Levine grew to prominence in the 1970s, as a member of the Pictures Generation. Her work operates between the realm of appropriation and plagiarism, as she examines historically-esteemed works through their replication, questioning their role as original and sacred art objects, and the political implications of these – often created by males and served at the highest level of commodity.
I am interested in her works which use block colour as a means of reducing the tones of a work down into its inherent properties. In order to create an image, one must use colour as the means of creating the image or object, and their choice of colours is often what is heralded about the work. In her ‘Meltdown’ series of works Levine “photographed reproductions of works by artists such as Marcel Duchamp, Piet Mondrian and Ernst Ludwig Kirchner, scanned in the photos, and then processed them through a computer program to reduce each work to 12 pixels. These pixels were then printed using woodcut, removing any sense of brushwork, and therefore ‘master’ artistic gesture. She had reduced the works into colour, quantifying an experience of ‘beauty’ into it’s essential characteristics.
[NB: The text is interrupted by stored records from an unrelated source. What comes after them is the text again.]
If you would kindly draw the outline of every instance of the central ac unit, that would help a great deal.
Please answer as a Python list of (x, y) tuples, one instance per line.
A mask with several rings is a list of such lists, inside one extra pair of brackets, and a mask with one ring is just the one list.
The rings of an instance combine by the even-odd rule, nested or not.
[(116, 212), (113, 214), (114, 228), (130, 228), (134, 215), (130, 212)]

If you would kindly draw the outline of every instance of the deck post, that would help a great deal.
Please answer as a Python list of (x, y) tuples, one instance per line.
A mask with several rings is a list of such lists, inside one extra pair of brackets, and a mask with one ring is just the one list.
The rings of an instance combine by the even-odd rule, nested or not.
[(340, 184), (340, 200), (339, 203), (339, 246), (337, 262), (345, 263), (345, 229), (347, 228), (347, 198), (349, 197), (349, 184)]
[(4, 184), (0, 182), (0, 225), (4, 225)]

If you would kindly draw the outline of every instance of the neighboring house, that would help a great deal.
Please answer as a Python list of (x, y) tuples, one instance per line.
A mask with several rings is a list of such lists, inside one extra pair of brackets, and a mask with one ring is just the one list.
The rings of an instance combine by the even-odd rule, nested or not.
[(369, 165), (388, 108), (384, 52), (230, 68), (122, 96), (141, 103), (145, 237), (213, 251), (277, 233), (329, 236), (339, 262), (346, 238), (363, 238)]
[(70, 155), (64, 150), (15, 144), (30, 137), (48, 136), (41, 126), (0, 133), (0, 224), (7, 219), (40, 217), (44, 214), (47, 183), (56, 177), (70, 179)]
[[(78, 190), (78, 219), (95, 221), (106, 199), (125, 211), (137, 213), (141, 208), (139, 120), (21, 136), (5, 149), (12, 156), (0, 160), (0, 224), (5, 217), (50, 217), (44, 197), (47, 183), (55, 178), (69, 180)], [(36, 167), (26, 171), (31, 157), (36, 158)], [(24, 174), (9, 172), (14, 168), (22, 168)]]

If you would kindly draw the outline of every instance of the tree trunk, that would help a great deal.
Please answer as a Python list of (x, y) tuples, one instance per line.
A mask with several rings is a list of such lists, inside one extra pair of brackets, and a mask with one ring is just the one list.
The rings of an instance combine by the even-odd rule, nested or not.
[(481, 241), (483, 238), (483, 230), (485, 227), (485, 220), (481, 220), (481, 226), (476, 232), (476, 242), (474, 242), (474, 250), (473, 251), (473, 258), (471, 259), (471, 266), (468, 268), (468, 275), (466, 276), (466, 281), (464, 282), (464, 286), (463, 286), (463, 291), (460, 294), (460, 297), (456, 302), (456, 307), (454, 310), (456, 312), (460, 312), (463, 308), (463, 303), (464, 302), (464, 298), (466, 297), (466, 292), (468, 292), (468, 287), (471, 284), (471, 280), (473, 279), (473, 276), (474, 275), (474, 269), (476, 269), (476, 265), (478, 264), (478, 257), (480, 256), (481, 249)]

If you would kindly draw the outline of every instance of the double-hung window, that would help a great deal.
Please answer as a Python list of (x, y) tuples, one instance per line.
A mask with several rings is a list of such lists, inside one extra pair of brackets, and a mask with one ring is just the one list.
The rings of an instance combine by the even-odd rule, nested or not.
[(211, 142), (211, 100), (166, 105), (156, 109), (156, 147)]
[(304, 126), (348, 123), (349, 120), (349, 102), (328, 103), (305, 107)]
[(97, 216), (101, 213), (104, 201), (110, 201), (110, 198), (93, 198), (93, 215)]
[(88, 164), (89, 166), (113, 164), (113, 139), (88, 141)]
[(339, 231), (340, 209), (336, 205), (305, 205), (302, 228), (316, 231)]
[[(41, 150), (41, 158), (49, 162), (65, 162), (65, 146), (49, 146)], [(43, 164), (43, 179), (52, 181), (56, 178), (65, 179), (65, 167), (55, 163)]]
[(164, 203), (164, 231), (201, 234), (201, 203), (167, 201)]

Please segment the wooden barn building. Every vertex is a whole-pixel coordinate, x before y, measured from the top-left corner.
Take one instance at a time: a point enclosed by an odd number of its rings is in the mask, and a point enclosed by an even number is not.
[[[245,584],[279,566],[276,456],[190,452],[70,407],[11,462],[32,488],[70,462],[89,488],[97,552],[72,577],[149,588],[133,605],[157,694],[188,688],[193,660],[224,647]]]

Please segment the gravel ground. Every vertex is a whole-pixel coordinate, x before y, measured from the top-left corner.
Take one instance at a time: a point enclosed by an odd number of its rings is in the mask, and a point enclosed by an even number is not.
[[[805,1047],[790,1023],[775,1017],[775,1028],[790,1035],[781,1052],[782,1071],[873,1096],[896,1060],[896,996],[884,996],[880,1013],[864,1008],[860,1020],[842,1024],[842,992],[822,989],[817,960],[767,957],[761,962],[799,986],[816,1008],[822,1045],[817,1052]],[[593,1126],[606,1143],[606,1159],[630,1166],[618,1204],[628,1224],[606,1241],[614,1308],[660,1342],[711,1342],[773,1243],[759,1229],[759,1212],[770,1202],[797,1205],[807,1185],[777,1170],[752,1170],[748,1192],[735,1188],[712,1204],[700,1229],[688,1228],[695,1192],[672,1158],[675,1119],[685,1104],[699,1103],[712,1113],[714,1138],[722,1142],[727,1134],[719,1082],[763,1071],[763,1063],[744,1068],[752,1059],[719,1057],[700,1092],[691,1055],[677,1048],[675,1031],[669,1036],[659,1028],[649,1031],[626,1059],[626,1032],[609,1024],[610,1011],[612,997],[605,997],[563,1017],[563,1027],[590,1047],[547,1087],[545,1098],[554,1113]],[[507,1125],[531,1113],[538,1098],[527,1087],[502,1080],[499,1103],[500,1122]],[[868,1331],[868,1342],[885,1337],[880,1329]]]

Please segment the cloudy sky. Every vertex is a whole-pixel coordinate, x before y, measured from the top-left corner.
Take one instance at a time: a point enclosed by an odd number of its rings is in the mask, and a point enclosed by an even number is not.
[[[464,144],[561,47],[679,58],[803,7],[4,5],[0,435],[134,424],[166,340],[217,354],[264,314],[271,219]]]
In my own work, I have also been investigating colour, and reducing an experience onto the plane of the colour field. I am very interested in the way that Levine displays her work as pure colour, alone with nothing surrounding it. I have been debating ways in which I could display my own work, and I think Levine’s approach to discovering and displaying block colour in its most overt form is something I would like to take inspiration from within my own work.